The second difficulty in diagnostic hypothyroidism is that we, as physicians and scientists, are trained to rely more on objective findings, such as laboratory tests, than subjective factors, such as a patient’s symptoms. Unfortunately, many doctors will not feel comfortable making a diagnosis of hypothyroidism if a patient’s blood tests fall anywhere within what is strictly defined as the normal range, even if such levels may be close to indicating the possibility of an under active thyroid gland in a symptomatic patient.
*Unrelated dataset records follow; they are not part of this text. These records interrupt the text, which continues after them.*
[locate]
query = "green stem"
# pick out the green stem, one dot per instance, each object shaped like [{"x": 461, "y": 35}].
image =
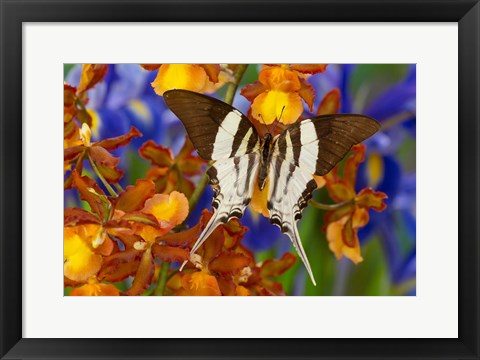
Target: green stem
[
  {"x": 100, "y": 176},
  {"x": 330, "y": 206},
  {"x": 232, "y": 87},
  {"x": 202, "y": 184},
  {"x": 162, "y": 279}
]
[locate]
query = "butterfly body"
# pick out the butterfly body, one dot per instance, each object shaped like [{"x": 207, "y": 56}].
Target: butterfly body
[
  {"x": 266, "y": 150},
  {"x": 241, "y": 159}
]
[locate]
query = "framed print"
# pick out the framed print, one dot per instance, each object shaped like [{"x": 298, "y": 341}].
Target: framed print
[{"x": 248, "y": 149}]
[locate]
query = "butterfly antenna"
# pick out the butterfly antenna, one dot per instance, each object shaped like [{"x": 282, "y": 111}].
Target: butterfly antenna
[
  {"x": 281, "y": 113},
  {"x": 264, "y": 123}
]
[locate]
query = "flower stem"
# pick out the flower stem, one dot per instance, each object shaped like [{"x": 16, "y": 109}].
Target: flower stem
[
  {"x": 330, "y": 206},
  {"x": 232, "y": 87},
  {"x": 162, "y": 279},
  {"x": 100, "y": 176}
]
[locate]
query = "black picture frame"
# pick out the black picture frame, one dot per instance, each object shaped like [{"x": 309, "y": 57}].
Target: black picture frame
[{"x": 15, "y": 12}]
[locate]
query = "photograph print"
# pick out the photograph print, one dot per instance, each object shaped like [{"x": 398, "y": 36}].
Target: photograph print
[{"x": 239, "y": 180}]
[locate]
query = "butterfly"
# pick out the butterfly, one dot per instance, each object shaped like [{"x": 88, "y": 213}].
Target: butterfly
[{"x": 241, "y": 159}]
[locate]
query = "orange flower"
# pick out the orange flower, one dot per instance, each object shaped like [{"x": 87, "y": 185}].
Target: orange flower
[
  {"x": 94, "y": 288},
  {"x": 172, "y": 173},
  {"x": 223, "y": 266},
  {"x": 279, "y": 92},
  {"x": 194, "y": 77},
  {"x": 81, "y": 258},
  {"x": 342, "y": 224},
  {"x": 98, "y": 152},
  {"x": 136, "y": 218},
  {"x": 74, "y": 100}
]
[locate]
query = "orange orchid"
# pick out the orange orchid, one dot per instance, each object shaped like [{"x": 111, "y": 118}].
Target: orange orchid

There are definite “gray zones” that exist clinically; such that a patient’s clinical symptoms may not be completely documented by their laboratory results.

It is important to remember that blood tests only reflect a “moment in time” in the human body and consequently may not always accurately represent its true condition! Therefore, a patient’s symptoms must be considered as being of equal significance as their blood test results in diagnosing hypothyroidism.

In my experience, many women who present with physical and psychological symptoms associated with hypothyroidism will have some degree of improvement when treated with supplemental thyroid medication.

Improvement should be noted in two to eight weeks. Increases in energy levels, sex drive, body temperature and memory are the first changes noted. Water retention also improves fairly rapidly. An increased feeling of well-being may also be noticed, as depression resolves.

Hair and skin begin to improve after 4-6 weeks, but weight loss usually will take quite a bit longer since the body takes time to breakdown existing fatty deposits. When I treat women who have symptoms associated with hypothyroidism, I initially use a natural thyroid medication that has been available since the 1940’s, called Armour Thyroid Extract U.S.P. It is a combination of two active forms of thyroid hormone, T3 and T4. T4 is the form of the thyroid hormone that is in the synthetic thyroid medications commonly prescribed today. Normally, T4 is converted into T3, which is the biologically active form of the thyroid hormone that actually controls the body’s metabolism. In a significant number of individuals, the body is unable to properly convert T4 into T3. Hence a patient may be clinically hypothyroidism, yet have “normal” blood tests. Therefore, I find that a woman’s clinical response to the natural form of a combination of T3 and T4, will often be better than giving T4 alone.

It is of critical importance that a physician be finely attuned to a patient’s symptoms and her symptomatic response to treatment. Thyroid supplement therapy is very individualized, since the dosage requirements are quite different for each patient.

Fortunately, thyroid supplementation has no significant risks or downsides. A patient virtually never becomes hyperthyroid when taking dosages of medication typically prescribed. If a patient feels some degree of clinical improvement after 6 – 8 weeks on medication, treatment will be continued and will be necessary for the duration of their lifetime. If, however, a woman notices no symptomatic improvement with thyroid hormone supplement treatment, the medication should be discontinued and an alternate diagnosis be pursued.